Nach ein paar Runden auf dem kurvigen Kurs von Vallelunga kann man Stefano Cossalter nur beipflichten. Das träge Visco-Allradsystem, das wenig stimmige Getriebe und das starke Untersteuern des Vorgängers gehören der Vergangenheit an. Hungrig und ungewohnt ausgewogen wirft sich der über 1,8 Tonnen schwere Supersportler souverän in die Kurven. Im normalen Strada-Modus zeigt er sich fast so zahm wie ein normaler Sportwagen von der Stange. Erst im Sport- und besonders im Corsa-Modus mit luftigem ESP wird er so bissig, wie es die meisten Kunden von einem Lamborghini erwarten. Die windigen Überraschungen im Murcielago-Grenzbereich sind vergessen.
Hochfeste Kohlefaser
Die Konstruktion aus hochfester Kohlefaser wurde bei Lamborghini völlig neu entwickelt. Besonderen Wert legten die Ingenieure auf den hochsteifen Rahmen und die zweiteilige Fahrgastzelle mit deutlichen technischen Anleihen an der aktuellen Formel-1. Auch der Zwölfzylinder, die Federung mit Pushrod-Dämpfung und das sequenzielle Getriebe wurden völlig neu entwickelt.

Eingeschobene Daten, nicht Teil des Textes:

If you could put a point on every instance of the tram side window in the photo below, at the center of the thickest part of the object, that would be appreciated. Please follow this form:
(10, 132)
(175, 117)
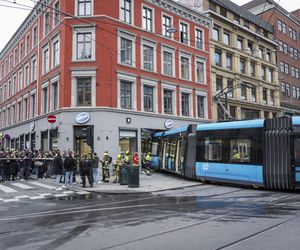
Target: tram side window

Im Innenraum ist - neben dem Fahrwerk - der Unterschied zum Vorgänger am auffälligsten. Auch mit 1,90 Metern Körpergröße kann man in dem Neuen immer noch bequem sitzen. Der schmalere Mitteltunnel und die geometrisch angehauchten Auswölbungen im Dach machen sich positiv bemerkbar. Die Bedienelemente muten endlich nicht mehr an wie in einem Fiat-Billigmodell der frühen 80er Jahre.
Wer sich für einen der 700 pro Jahr produzierten Aventadore entscheidet, der hat höchste Ansprüche. In den Garagen der Kunden stehen zumeist noch eine ganze Reihe von anderen Fahrzeugen wie Range Rover, Porsche 911, Ferrari 599 oder Rolls-Royce Phantom. "Unsere Kunden fahren mit dem Aventador keine langen Strecken. Jahreslaufleistungen von 1.000 oder vielleicht 3.000 Kilometern sind nicht ungewöhnlich", erklärt Stefano Cossalter. Die Seriensitze sind gut, lassen jedoch noch Raum für echte Sportstühle mit mehr Beinauflage und mehr Seitenhalt. Die Schaltung passt deutlich besser als die aus dem Murcielago. Dafür würde man sich im Anlenkbereich eine etwas bissigere, direktere Lenkung wünschen.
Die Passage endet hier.